Sherlock sbuffò, asciugandosi la fronte madida di sudore; era da almeno mezz'ora che lavorava: la London, infatti, non era uscita del tutto indenne dall'inseguimento dei caccia imperiali, e i tecnici di suo fratello non l'avevano riparata in modo abbastanza soddisfacente per i suoi standard, come aveva avuto modo di constatare non appena aveva dato un'occhiata al vano comandi nella piccola sala macchine.
Attorcigliò con le dita i due fili elettrici dell'iperguida, cercando poi di collegarli fra loro. Ma sebbene cercasse di concentrarsi solo e soltanto sulle riparazioni, la sua mente indugiava imperterrita su fastidiosi pensieri, e su quei fastidiosi... sentimenti... che credeva di aver messo a tacere da tempo. Ma era stata una pia illusione, e l'incontro con la signora Hudson glielo aveva ampiamente dimostrato: quei sentimenti c'erano ancora, e stavano riemergendo, imperterriti e più forti di prima.
E questo era male.
Alcune scintille scaturirono d'improvviso dai fili, bruciandogli le dita; si lasciò sfuggire un'imprecazione, scuotendo la mano con un piccolo lamento.
-BS, passami il nastro isolante-ordinò, tendendo la mano senza voltarsi, lo sguardo ancora fisso sul vano comandi.
Ma ottenne solo il silenzio.
-BS! Il nastro isolante!-ripetè, innervosito; dopo qualche istante, gli venne posato sul palmo della mano tesa.
-Oh, finalmen-...!
Si voltò, e tacque: davanti a lui non c'era il droide, bensì il pilota ribelle, con un piccolo sorriso divertito sulle labbra.
-BS è nella cabina di pilotaggio-lo informò.
-Come mai sei qui?-gli domandò invece Sherlock, diffidente, e rimproverandosi di non averlo nemmeno sentito salire a bordo.
John si strinse nelle spalle, imbarazzato.

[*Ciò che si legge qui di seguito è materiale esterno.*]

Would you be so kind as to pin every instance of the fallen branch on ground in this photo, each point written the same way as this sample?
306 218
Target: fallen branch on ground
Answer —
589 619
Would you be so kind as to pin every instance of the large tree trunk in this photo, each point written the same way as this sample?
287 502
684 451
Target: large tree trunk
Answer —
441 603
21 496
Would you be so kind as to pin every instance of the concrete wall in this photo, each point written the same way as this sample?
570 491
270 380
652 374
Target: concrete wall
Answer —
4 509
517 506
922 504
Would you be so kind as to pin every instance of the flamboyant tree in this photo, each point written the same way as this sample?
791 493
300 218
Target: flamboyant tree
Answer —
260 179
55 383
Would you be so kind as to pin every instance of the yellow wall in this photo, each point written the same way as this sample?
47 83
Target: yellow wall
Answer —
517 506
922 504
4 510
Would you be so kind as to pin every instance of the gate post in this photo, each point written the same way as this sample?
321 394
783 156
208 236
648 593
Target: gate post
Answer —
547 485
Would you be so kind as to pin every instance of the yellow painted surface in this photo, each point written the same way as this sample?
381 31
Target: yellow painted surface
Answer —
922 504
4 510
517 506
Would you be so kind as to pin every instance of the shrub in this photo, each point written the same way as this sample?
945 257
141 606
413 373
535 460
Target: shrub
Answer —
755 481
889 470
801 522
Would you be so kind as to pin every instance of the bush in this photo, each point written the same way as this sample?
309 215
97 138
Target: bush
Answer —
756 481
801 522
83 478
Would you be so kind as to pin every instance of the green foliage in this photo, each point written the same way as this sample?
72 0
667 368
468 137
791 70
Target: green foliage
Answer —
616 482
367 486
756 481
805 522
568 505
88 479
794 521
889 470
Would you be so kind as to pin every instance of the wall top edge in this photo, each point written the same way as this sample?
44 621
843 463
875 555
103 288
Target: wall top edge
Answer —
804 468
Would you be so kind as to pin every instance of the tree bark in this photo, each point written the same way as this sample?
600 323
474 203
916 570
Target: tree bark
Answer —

-Volevo solo... salutarti, ecco. So che stai andando via, perciò...
-È così, infatti-borbottò lui, dandogli nuovamente le spalle, e legando rapidamente i due cavi col nastro.
-Perché, invece, non resti a combattere con noi? -fece il biondo di nuovo, dopo qualche istante di silenzio.-Le tue abilità sarebbero preziose alla nostra causa.
Non era quello il solo motivo per cui voleva che lui restasse, ovviamente; ma sperava che sarebbe bastato a trattenerlo.
-Sei la seconda persona che mi dice la stessa cosa, oggi...-commentò Sherlock, roteando gli occhi, seccato.
-Chi è stata la prima?-domandò lui, incuriosito.
-La senatrice-rispose il corvino, cercando di mantenere un tono di voce indifferente.
-Forse non ti ha chiesto di restare solo per quello. Forse prova... interesse... per te-replicò l'altro, con una punta di malizia.
-Anche se fosse, non sono interessato a legami. Nè romantici, nè di altro genere.- Sherlock chiuse con una certa veemenza lo sportello, per poi aprirne un'altro.-Sto meglio da solo.

Seguì un lungo silenzio teso, durante il quale il contrabbandiere continuò a controllare gli ingranaggi e i fili, senza guardare John che, dal canto suo, lo fissava, come cercando nel suo viso e nei suoi gesti una risposta a quel comportamento.
-Hai perso qualcuno-affermo alla fine, convinto di averla trovata.
Sherlock non ribattè, ma il biondo notò le sue spalle irrigidirsi, cosa che gli confermò ancor di più la correttezza della sua deduzione. 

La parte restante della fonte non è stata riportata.